Included are a few practical examples inspired by the book.
First, let’s create a basic graph. As many have before us, we’ll use the diamonds dataset included in the ggplot library.
## Warning: package 'ggplot2' was built under R version 3.3.3
## Warning: package 'dplyr' was built under R version 3.3.3
## ## Attaching package: 'dplyr'
## The following objects are masked from 'package:stats': ## ## filter, lag
## The following objects are masked from 'package:base': ## ## intersect, setdiff, setequal, union
## Classes 'tbl_df', 'tbl' and 'data.frame': 53940 obs. of 10 variables: ## $ carat : num 0.23 0.21 0.23 0.29 0.31 0.24 0.24 0.26 0.22 0.23 ... ## $ cut : Ord.factor w/ 5 levels "Fair"<"Good"<..: 5 4 2 4 2 3 3 3 1 3 ... ## $ color : Ord.factor w/ 7 levels "D"<"E"<"F"<"G"<..: 2 2 2 6 7 7 6 5 2 5 ... ## $ clarity: Ord.factor w/ 8 levels "I1"<"SI2"<"SI1"<..: 2 3 5 4 2 6 7 3 4 5 ... ## $ depth : num 61.5 59.8 56.9 62.4 63.3 62.8 62.3 61.9 65.1 59.4 ... ## $ table : num 55 61 65 58 58 57 57 55 61 61 ... ## $ price : int 326 326 327 334 335 336 336 337 337 338 ... ## $ x : num 3.95 3.89 4.05 4.2 4.34 3.94 3.95 4.07 3.87 4 ... ## $ y : num 3.98 3.84 4.07 4.23 4.35 3.96 3.98 4.11 3.78 4.05 ... ## $ z : num 2.43 2.31 2.31 2.63 2.75 2.48 2.47 2.53 2.49 2.39 ...
diamonds %>% ggplot(aes(x = carat, y = price)) + geom_point() + xlab("Carat") + ylab("Price")
This is a solid chart. It displays the data, you can see the outlines of the dataset. But how could it be improved?
- The chart has turned into a mass of black. Whilst there is nothing wrong with black, it hides the true density of the points in it’s area. Can we better convey the relative density of points in an area?
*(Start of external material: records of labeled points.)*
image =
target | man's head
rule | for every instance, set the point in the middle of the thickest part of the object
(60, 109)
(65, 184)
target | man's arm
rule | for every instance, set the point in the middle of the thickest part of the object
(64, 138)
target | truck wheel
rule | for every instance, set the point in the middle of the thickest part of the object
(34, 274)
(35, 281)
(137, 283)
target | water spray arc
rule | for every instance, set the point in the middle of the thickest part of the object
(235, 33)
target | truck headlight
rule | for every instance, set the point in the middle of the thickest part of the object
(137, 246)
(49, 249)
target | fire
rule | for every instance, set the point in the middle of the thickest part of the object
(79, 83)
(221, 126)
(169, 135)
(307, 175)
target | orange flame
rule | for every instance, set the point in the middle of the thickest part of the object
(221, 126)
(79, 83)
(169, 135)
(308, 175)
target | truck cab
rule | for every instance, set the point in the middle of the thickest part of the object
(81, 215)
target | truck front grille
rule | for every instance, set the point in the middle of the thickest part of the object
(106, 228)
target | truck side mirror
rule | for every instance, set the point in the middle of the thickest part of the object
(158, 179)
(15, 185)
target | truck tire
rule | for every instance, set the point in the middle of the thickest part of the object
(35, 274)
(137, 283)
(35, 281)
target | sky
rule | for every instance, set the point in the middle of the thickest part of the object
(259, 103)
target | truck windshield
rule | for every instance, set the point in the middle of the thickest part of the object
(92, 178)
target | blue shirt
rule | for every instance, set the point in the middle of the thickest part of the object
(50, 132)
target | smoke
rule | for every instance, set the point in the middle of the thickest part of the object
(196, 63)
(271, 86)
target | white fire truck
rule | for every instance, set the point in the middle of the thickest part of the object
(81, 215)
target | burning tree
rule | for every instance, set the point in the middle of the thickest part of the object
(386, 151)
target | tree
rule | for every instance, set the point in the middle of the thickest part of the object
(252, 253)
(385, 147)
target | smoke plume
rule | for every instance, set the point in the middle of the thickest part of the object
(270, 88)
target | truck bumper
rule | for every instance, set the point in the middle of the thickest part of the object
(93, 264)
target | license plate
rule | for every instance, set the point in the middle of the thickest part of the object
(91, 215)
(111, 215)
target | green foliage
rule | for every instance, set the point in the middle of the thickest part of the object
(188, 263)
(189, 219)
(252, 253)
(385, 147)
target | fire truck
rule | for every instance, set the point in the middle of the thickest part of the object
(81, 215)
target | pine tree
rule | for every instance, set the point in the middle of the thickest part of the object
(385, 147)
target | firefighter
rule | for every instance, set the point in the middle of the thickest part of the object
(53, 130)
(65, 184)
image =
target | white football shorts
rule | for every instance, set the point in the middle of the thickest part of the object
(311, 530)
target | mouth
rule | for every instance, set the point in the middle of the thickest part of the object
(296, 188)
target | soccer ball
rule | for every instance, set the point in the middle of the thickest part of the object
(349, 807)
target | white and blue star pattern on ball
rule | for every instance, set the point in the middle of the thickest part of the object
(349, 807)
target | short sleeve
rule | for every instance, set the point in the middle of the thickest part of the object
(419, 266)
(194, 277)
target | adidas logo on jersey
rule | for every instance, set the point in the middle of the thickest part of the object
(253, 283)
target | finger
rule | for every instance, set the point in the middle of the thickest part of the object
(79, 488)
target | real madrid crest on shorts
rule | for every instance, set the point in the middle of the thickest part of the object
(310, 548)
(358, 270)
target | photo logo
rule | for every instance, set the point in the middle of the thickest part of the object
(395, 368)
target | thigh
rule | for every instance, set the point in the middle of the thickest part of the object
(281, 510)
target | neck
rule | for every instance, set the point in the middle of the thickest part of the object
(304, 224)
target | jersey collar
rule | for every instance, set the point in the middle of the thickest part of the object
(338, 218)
- To do this, we could change the alpha setting to reduce overplotting. Alternatively, we could try a different method of representing the data, such as a density plot. For this example, we’ll reduce the alpha
diamonds %>% ggplot(aes(x = carat, y = price)) + geom_point(alpha = 0.1) + xlab("Carat") + ylab("Price")
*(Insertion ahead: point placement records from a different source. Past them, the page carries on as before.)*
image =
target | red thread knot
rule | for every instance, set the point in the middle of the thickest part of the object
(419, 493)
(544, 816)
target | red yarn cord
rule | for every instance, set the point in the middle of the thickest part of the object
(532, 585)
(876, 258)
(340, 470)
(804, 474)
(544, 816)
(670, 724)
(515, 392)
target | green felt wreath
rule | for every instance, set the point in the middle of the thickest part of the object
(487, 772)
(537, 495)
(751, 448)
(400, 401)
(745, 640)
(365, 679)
Ah, much better. But what else could be improved? What are the minimum and maximum values in the dataset? Currently we can’t easily see these. Tufte suggests editing the axis to become range bars. With less ink, you convey more information (magic!).
## Warning: package 'ggthemes' was built under R version 3.3.3
diamonds %>% ggplot(aes(x = carat, y = price)) + geom_point(alpha = 0.1) + geom_rangeframe() + xlab("Carat") + ylab("Price") + scale_x_continuous(breaks = extended_range_breaks()(diamonds$carat)) + scale_y_continuous(breaks = extended_range_breaks()(diamonds$price)) + theme_tufte()
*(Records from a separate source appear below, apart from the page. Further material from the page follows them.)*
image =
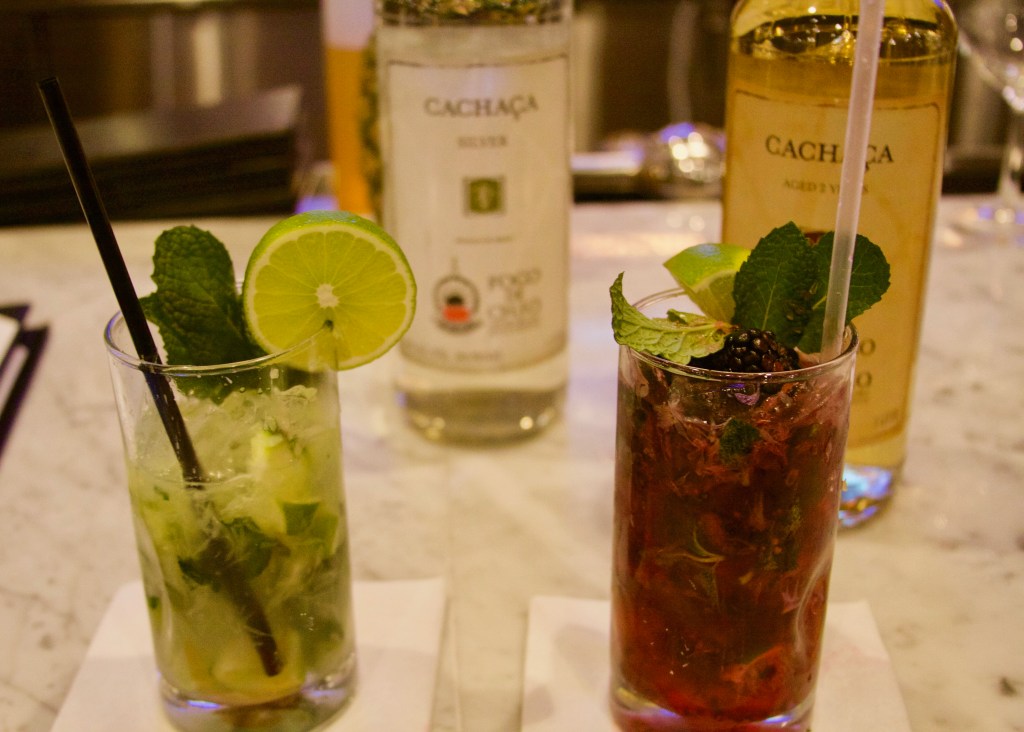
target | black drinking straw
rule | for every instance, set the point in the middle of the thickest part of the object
(95, 214)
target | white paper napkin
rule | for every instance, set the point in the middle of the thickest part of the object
(398, 631)
(566, 676)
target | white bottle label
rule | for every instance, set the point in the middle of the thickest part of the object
(478, 196)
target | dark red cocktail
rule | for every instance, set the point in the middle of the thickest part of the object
(726, 501)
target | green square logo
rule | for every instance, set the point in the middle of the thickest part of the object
(484, 196)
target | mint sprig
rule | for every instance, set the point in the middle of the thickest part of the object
(197, 306)
(773, 287)
(678, 337)
(780, 287)
(868, 282)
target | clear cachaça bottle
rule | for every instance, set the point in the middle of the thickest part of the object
(790, 70)
(474, 128)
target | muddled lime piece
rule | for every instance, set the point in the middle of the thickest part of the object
(329, 268)
(707, 271)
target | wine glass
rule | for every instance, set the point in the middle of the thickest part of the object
(992, 36)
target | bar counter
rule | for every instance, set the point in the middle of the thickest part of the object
(942, 570)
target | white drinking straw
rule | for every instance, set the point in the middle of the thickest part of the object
(858, 125)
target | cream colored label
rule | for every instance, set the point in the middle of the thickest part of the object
(791, 158)
(479, 195)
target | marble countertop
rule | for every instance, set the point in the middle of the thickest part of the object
(943, 569)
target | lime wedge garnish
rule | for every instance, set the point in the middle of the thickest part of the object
(329, 268)
(707, 271)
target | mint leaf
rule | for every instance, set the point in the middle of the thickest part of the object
(737, 439)
(197, 306)
(868, 282)
(298, 516)
(774, 288)
(678, 337)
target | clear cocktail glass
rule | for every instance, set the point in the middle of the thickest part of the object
(245, 564)
(727, 489)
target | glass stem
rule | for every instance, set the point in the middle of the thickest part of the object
(1012, 171)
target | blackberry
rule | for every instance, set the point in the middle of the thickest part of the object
(750, 351)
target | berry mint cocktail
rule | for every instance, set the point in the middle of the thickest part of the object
(728, 474)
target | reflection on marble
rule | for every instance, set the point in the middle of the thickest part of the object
(943, 569)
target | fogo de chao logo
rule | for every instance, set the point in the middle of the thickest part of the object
(457, 303)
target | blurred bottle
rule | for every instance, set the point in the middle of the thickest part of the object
(347, 27)
(788, 85)
(474, 100)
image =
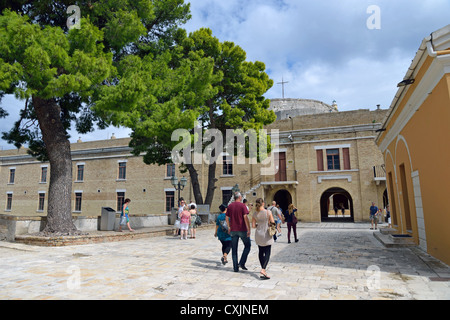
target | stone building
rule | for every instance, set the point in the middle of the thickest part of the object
(325, 159)
(414, 141)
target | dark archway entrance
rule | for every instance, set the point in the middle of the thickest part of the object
(336, 198)
(283, 198)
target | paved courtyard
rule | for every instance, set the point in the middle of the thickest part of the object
(331, 261)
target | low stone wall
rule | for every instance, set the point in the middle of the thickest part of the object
(18, 225)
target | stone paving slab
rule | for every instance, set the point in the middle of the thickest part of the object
(330, 262)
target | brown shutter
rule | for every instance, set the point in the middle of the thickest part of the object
(346, 153)
(319, 160)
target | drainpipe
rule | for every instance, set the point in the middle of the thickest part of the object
(431, 52)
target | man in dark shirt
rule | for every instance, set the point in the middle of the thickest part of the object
(373, 215)
(237, 219)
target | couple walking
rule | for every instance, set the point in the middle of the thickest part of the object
(239, 228)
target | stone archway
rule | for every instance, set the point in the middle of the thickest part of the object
(283, 198)
(336, 197)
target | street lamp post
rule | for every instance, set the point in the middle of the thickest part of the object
(178, 185)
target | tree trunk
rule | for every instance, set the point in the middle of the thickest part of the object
(211, 183)
(195, 184)
(59, 214)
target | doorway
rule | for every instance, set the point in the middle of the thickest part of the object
(280, 162)
(336, 205)
(283, 198)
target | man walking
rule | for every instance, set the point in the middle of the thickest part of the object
(373, 215)
(239, 227)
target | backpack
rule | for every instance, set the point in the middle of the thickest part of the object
(223, 225)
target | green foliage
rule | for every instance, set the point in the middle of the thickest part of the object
(40, 57)
(200, 79)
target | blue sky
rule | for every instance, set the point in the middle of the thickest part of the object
(323, 48)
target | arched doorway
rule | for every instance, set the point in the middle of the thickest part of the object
(283, 198)
(336, 198)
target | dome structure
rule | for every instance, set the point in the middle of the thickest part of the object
(285, 108)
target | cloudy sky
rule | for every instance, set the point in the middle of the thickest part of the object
(325, 49)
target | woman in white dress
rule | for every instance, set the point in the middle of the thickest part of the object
(263, 239)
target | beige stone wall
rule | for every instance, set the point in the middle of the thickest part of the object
(145, 185)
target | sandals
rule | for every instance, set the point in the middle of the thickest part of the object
(264, 276)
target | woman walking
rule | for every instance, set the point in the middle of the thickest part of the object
(291, 220)
(125, 215)
(193, 219)
(184, 223)
(222, 234)
(263, 239)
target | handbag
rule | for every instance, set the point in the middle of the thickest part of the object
(294, 218)
(272, 226)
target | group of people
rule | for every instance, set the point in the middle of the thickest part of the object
(187, 220)
(233, 224)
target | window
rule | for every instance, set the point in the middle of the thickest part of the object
(333, 159)
(12, 175)
(333, 154)
(8, 201)
(227, 165)
(122, 170)
(226, 195)
(41, 201)
(120, 200)
(170, 170)
(170, 200)
(78, 198)
(319, 160)
(44, 174)
(346, 156)
(80, 172)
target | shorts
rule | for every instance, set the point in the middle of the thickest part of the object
(184, 226)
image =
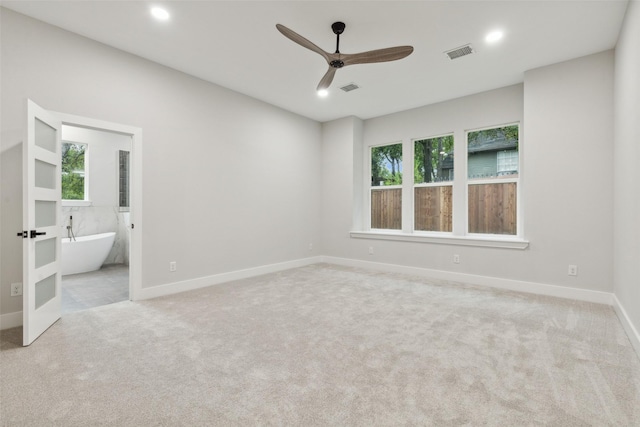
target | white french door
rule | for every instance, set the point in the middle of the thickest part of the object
(41, 223)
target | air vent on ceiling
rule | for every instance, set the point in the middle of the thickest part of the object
(460, 51)
(350, 87)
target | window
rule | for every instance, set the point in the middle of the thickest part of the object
(492, 171)
(74, 185)
(433, 184)
(123, 180)
(386, 187)
(439, 205)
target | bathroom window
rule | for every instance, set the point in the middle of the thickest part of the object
(123, 180)
(74, 183)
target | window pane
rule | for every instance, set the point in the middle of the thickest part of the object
(386, 165)
(492, 208)
(433, 159)
(483, 153)
(123, 181)
(433, 208)
(386, 208)
(73, 171)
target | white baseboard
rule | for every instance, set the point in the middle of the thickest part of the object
(10, 320)
(629, 328)
(216, 279)
(493, 282)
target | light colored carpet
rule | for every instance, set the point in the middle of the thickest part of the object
(326, 345)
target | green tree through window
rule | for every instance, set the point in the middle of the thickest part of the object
(433, 159)
(73, 171)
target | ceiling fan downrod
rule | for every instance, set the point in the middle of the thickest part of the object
(338, 28)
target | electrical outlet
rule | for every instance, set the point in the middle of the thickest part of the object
(16, 289)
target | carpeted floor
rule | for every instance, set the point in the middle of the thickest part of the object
(101, 287)
(326, 345)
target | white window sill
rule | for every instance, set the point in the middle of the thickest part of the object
(487, 242)
(76, 203)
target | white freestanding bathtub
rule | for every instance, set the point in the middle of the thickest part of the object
(85, 253)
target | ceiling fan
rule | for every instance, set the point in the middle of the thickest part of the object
(338, 60)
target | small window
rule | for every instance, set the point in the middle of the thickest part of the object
(433, 189)
(492, 170)
(508, 163)
(386, 187)
(74, 186)
(123, 180)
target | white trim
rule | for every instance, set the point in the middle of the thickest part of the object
(627, 324)
(10, 320)
(487, 242)
(492, 282)
(216, 279)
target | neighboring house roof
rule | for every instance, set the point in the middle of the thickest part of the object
(497, 143)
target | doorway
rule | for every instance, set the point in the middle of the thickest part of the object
(95, 176)
(110, 203)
So what’s different in this plot?
- We’ve reduced the overplotting of the points by lowering their alpha level. It’s now more easy to see the density of the points.
- We’ve changed the axis into range bars. It’s now easy to read the range values for the data set
- We’ve stripped out the nonessential ink, such as the background and gridlines.
To do this, we used a few tools included in the
geom_range()to change the axis into range bars
theme_tufte()to remove the background and gridlines
extended_range_breaks()to create axis breaks that include the extreme values of the data.
ggplot2 makes it very easy to produce good looking visualisations. But sometimes less is more. In the Visual Display of Quantative Information, Tufte demonstrates that with a bit of thought, plots can be made even more effective at conveying information. Rather than mixing data with a chart style and “mixing well”, we should envision the end product of what we wish to convey.